Whisper is an automatic speech recognition (ASR) system developed by OpenAI and released as open-source software in September 2022. Trained on approximately 680,000 hours of multilingual and multitask audio data collected from the internet, Whisper is notable for its robustness across languages, accents, dialects, and acoustic conditions including background noise. It performs transcription, speech translation into English, language identification, and timestamp alignment within a single unified model.
Architecture
Whisper uses an encoder-decoder transformer architecture. The audio processing pipeline begins by converting a raw audio waveform into a log-Mel spectrogram — a compact frequency-domain representation that captures the distribution of audio energy across frequency bands over time. The input audio is segmented into 30-second chunks, each of which is processed by a convolutional front-end followed by transformer encoder layers. The decoder then generates text tokens autoregressively, conditioned on the encoded audio representation and task-conditioning tokens that specify the target language and task type.
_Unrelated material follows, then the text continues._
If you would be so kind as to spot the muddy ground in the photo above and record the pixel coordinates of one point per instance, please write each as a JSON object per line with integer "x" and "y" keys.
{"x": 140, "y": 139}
This multitask conditioning mechanism allows Whisper to function as a single model for multiple audio-to-text operations. Special tokens at the start of the decoder prompt direct the model to either transcribe speech in its original language, translate speech into English, or detect the language being spoken. Timestamp tokens can also be requested, allowing Whisper to produce word-level or phrase-level timing information aligned to the source audio — useful for generating synchronised subtitles.
Model Sizes and Trade-offs
OpenAI released Whisper in five size variants: Tiny, Base, Small, Medium, and Large. Larger variants achieve lower word error rates but require more memory and computation. The Tiny and Base models can run efficiently on CPU hardware, making them suitable for edge deployment and low-latency applications. The Large variant — particularly the Large-v3 release of November 2023 — provides state-of-the-art transcription quality on many benchmarks but requires a GPU for real-time operation.
The whisper-large-v3 model on Hugging Face is among the most widely downloaded ASR models, reflecting its broad adoption across research and industry.
Capabilities and Limitations
Whisper demonstrates strong performance across a wide range of languages and acoustic conditions. Its training corpus of 680,000 hours dwarfs earlier ASR datasets, and the diversity of internet-sourced audio means the model handles spontaneous conversational speech, technical vocabulary, regional accents, and non-native speakers more robustly than models trained on carefully curated studio recordings.
Despite these strengths, Whisper has documented failure modes. It occasionally generates plausible-sounding but factually incorrect text — sometimes called confabulation in the ASR context — particularly during long silences or near the boundaries of audio segments. Some languages in its training corpus are under-represented, leading to higher error rates for those languages. Whisper also lacks native speaker diarisation (the ability to identify which speaker said which words), though diarisation can be added by pairing Whisper with a separate speaker-segmentation tool.
Downstream Applications
Whisper has been integrated into a large ecosystem of applications. Real-time captioning systems for video conferencing and broadcast media use Whisper-derived models as their speech-to-text backend. Transcription services for interview recording, medical dictation, legal depositions, and academic research have adopted Whisper for its accuracy and language coverage. Voice assistants, podcast transcription tools, and subtitle-generation pipelines all draw on the model. OpenAI also exposes Whisper through its commercial API under the product name whisper-1, making it accessible to developers who prefer a hosted service to local deployment.
References
- Radford, A. et al. (2022). Robust Speech Recognition via Large-Scale Weak Supervision. OpenAI Technical Report.
- OpenAI. (2022). Introducing Whisper. openai.com.
- OpenAI. (2023). Whisper large-v3 model card. Hugging Face.
- GitHub. (2024). openai/whisper: Robust Speech Recognition via Large-Scale Weak Supervision. github.com/openai/whisper.
- Gladia. (2024). What is OpenAI Whisper? gladia.io.